PHP: HTTP Request Headers (cURL)
Setting custom HTTP Headers with cURL is a subsidiary when transmuting Utilizer Agent or Cookies. Headers can be transmuted two ways, both utilizing the curl_setopt function.
Controlling the cURL headers is done utilizing the CURLOPT_HTTPHEADER option. This can be utilizable if you optate to set custom request headers when performing a HTTP request through cURL in PHP.
The CURLOPT_HTTPHEADER option is used with the curl_setopt function. For example, to add headers to a request, we simply place them in an Array, which can then be passed to the cul_setopt function.
To change the User-Agent and Accept headers, we can simply do like shown below:
$User_Agent = 'Mozilla/5.0 (X11; Linux i686) AppleWebKit/537.31 (KHTML, like Gecko) Chrome/26.0.1410.43 Safari/537.31';
$request_headers = array();
$request_headers[] = 'User-Agent: '. $User_Agent;
$request_headers[] = 'Accept: text/html,application/xhtml+xml,application/xml;q=0.9,*/*;q=0.8';
After having included all the request headers that you want, you need to pass on the Array to the curl_setopt function.
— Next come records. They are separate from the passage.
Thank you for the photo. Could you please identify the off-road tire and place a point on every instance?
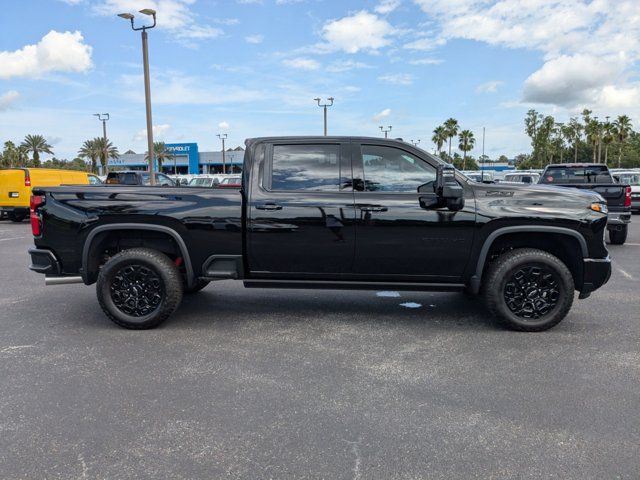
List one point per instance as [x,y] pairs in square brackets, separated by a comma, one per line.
[168,279]
[618,237]
[196,287]
[502,271]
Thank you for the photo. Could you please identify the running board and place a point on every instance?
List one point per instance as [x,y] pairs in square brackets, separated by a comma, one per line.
[351,285]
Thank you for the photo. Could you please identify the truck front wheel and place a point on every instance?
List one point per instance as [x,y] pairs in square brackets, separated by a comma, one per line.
[618,237]
[139,288]
[528,289]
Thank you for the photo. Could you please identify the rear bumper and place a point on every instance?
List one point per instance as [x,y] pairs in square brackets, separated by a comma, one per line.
[44,261]
[597,272]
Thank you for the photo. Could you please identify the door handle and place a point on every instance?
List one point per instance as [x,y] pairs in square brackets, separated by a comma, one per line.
[374,208]
[268,206]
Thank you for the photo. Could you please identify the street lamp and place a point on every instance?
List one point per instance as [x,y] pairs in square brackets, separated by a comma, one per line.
[103,118]
[147,85]
[324,106]
[386,131]
[223,137]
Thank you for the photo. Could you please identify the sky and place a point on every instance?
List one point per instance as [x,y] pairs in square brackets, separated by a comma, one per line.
[252,68]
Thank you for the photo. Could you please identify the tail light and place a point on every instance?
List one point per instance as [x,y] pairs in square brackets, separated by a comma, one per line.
[35,202]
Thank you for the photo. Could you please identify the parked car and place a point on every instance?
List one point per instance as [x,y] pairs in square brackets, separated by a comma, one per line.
[16,185]
[631,178]
[327,212]
[135,177]
[598,178]
[522,177]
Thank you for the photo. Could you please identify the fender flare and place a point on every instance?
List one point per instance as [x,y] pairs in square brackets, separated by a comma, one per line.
[477,276]
[136,226]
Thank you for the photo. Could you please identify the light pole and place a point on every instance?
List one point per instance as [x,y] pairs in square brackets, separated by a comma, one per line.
[223,137]
[386,131]
[103,118]
[324,106]
[147,85]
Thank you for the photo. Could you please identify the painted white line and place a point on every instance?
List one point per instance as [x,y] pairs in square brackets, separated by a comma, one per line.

Your request can then be carried out by calling curl_exec().
curl_setopt($ch, CURLOPT_HTTPHEADER, $request_headers);
A complete version of the above can look like this:
$url = "https://hackthestuff.com/";
// Setting the HTTP Request Headers
$User_Agent = 'Mozilla/5.0 (X11; Linux i686) AppleWebKit/537.31 (KHTML, like Gecko) Chrome/26.0.1410.43 Safari/537.31';
$request_headers = array();
$request_headers[] = 'User-Agent: '. $User_Agent;
$request_headers[] = 'Accept: text/html,application/xhtml+xml,application/xml;q=0.9,*/*;q=0.8';
// Performing the HTTP request
$ch = curl_init($url);
curl_setopt($ch, CURLOPT_HTTPHEADER, $request_headers);
$response_body = curl_exec($ch); // Performs the Request, with specified curl_setopt() options (if any).
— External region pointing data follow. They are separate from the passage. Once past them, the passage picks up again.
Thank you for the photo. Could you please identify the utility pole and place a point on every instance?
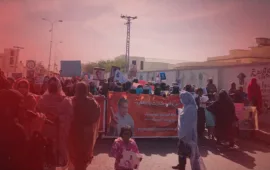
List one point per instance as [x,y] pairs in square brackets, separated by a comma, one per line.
[51,40]
[55,55]
[128,19]
[16,58]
The $response_body variable contains the response body, you can try to output it directly to the browser with echo, just be sure to match the mime-type of the resource (I.e. text/html).
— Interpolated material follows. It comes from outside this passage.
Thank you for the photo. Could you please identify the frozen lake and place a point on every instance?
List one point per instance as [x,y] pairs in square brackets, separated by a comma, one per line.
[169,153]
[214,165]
Delivering cookies in HTTP headers
When Cookies are used by a website, a client will include them in the headers of its requests. So, to make cookies available to a website when visiting the site with cURL, we add them to a "Cookie" field.
The cookie field contains all cookies for a site, so if there is more than one cookie, they should be separated by a semicolon (;).
$cookies = 'CookieName1=Value;CookieName2=Value';
$request_headers[] = 'Cookie: '. $cookies;
Note. Cookie Names must be unique.
Using cURL header options
Alternatively, some headers can also be set with dedicated options in the curl_setopt function. Both the User-agent and Cookie headers can be set using the CURLOPT_USERAGENT and CURLOPT_COOKIE options respectively. This may be easier than adding the each header field manually.
If we have both a cookie and a user-agent string stored in variables, as shown below:
$User_Agent = 'Mozilla/5.0 (X11; Linux i686) AppleWebKit/537.31 (KHTML, like Gecko) Chrome/26.0.1410.43 Safari/537.31';
$cookies = 'CookieName1=Value;CookieName2=Value';
We can simply feed them directly via curl_setopt:
curl_setopt($ch, CURLOPT_USERAGENT, $User_Agent);
curl_setopt($ch, CURLOPT_COOKIE, $cookies);
Compared to using an Array, this may be easier. However, which method you choose to use, is mostly down to your own personal preferences.